No Man's Art Gallery & Bar
This dynamic exhibition space is a welcome addition to a rapidly developing corner of Bos en Lommer. What started as a travelling pop-up gallery in 2011, No Man's Art Gallery now has a permanent location and continues to showcase a rotating programme of international early-career artists. After catching a show, the restaurant and bar is a great place to unwind with a cocktail or a coffee whilst the elegant lunch and evening menus carefully balance flavours from across the world.
Those lucky enough to be in town whilst there’s an exhibition on, should definitely see what’s up at Gallery Mercatorplein.
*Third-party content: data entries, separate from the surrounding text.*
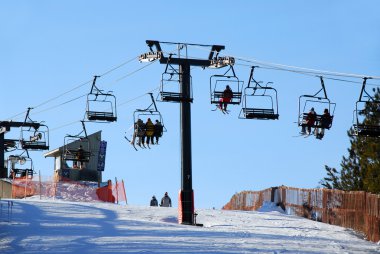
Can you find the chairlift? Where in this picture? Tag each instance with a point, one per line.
(259, 102)
(150, 112)
(140, 118)
(218, 84)
(362, 125)
(34, 136)
(170, 87)
(20, 166)
(101, 106)
(77, 147)
(319, 103)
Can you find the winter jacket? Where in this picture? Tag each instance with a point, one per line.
(310, 118)
(149, 128)
(154, 202)
(140, 127)
(158, 129)
(326, 120)
(166, 201)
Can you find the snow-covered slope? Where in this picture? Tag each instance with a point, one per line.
(74, 227)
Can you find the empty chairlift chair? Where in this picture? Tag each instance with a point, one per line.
(35, 138)
(101, 106)
(259, 102)
(20, 166)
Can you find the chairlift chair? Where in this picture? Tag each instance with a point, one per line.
(170, 87)
(319, 103)
(259, 102)
(150, 112)
(33, 135)
(77, 147)
(35, 138)
(218, 84)
(101, 106)
(363, 126)
(20, 166)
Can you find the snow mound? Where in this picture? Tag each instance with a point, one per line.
(270, 207)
In partnership with Amsterdam-West council, internationally renowned museum Foam transforms this public square into an open air photo exhibition that’s freely accessible to the diverse community of De Baarsjes. Each work is blown up to an intimidating scale so that tiny details can be appreciated, whilst scannable QR codes provide viewers with more information about the artists and subjects. The iconic architectural surroundings of Mercatorplein with its 1920s red brick buildings make the experience quite unique.
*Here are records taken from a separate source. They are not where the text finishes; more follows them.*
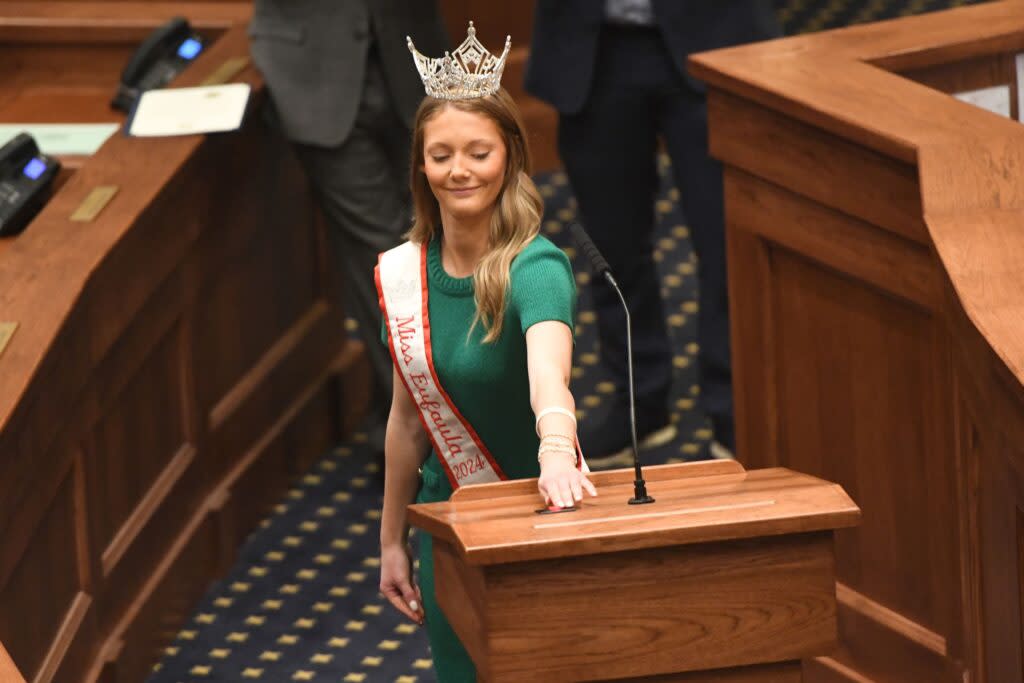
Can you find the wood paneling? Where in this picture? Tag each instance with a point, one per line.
(729, 572)
(174, 361)
(873, 242)
(44, 585)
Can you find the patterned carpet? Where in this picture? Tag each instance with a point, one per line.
(301, 603)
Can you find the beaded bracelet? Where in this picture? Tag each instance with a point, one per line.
(548, 411)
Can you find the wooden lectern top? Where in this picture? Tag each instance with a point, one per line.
(695, 503)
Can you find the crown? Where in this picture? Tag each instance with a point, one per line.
(469, 72)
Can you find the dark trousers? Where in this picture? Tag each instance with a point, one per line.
(361, 186)
(609, 154)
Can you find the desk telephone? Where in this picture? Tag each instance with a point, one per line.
(26, 182)
(164, 54)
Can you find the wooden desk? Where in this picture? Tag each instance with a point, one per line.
(171, 368)
(728, 575)
(876, 273)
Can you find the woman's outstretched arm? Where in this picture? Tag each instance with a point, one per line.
(549, 358)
Located in a former church on the Bos en Lommerweg, Podium Mozaïek embraces the multiculturalism and diversity that shines in this part of Amsterdam. Their broad programme includes music, theatre, dance, exhibitions, and spoken word with a focus on language-no-problem performances. The sunny café-restaurant terrace is a fantastic meeting place, serving a range of international dishes and drinks throughout the day. On weekends, the traditional Turkish brunch with its tasty assortiment of hot and cold mezze and unlimited tea is highly recommended.
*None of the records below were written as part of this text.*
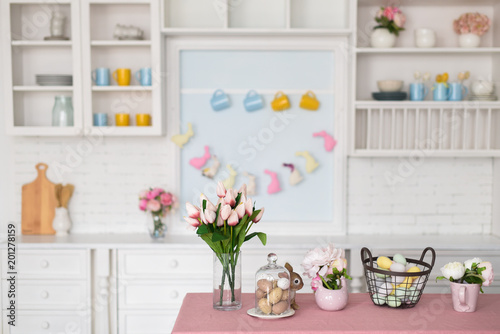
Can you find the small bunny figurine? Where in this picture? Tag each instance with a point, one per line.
(295, 285)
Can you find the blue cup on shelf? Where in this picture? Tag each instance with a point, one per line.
(219, 100)
(100, 76)
(418, 91)
(253, 101)
(441, 92)
(458, 92)
(144, 76)
(100, 119)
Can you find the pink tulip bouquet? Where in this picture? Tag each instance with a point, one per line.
(390, 18)
(472, 271)
(158, 203)
(225, 226)
(472, 23)
(326, 266)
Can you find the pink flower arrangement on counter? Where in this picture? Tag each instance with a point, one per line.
(326, 266)
(472, 271)
(472, 23)
(390, 18)
(157, 201)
DeLaMar West is the westerly outpost for the DeLaMar Theatre. As a neighbourhood theatre, the focus is on developing young talent with a focus on musicals and musical theatre. What’s extra special is that the programme frequently includes special performances that you can only experience in this location including previews and shows that are specially developed for the location.
The ZID Theatre is a performing ats and cultural organisation that aims to brings the community together, develop urban talents and break down borders. Check the programme for a range of multidisciplinary performances and projects by local talents including the annual ExploreZ festival.
Keith Haring mural
Amsterdam’s evolving street art scene holds constant surprises. This large mural depicting a fantastical creature with a fish-like tail was painted by Keith Haring in 1986 on the side of a market depot. Stretching a to colossal 15m wide, the artwork is one of the artist’s few surviving public works. The work was initially concealed by an aluminium wall but after much lobbying from local enthusiasts it was finally brought into the daylight in 2018 and more recently restored. You’ll need to head over to the parking lot at Willem de Zwijgerlaan on Karel Doormanstraat to view this impressive piece.
De Baarsjes is home to several striking buildings in the Amsterdam School style, an architectural movement of the early 20th century rooted in socialist ideals. Het Sieraad and Jeruzalemkerk are considered to be real highlights from this period, whilst the apartment blocks and government buildings around Mercatorplein and along Hoofdweg carry their own iconic 1920s appeal. There are plenty of resources in the city to learn more about this fascinating period in design history including guided tours organised by Museum Het Schip. Alternatively, pick up one of the museum’s route maps and take a walk around the neighbourhood at your own pace.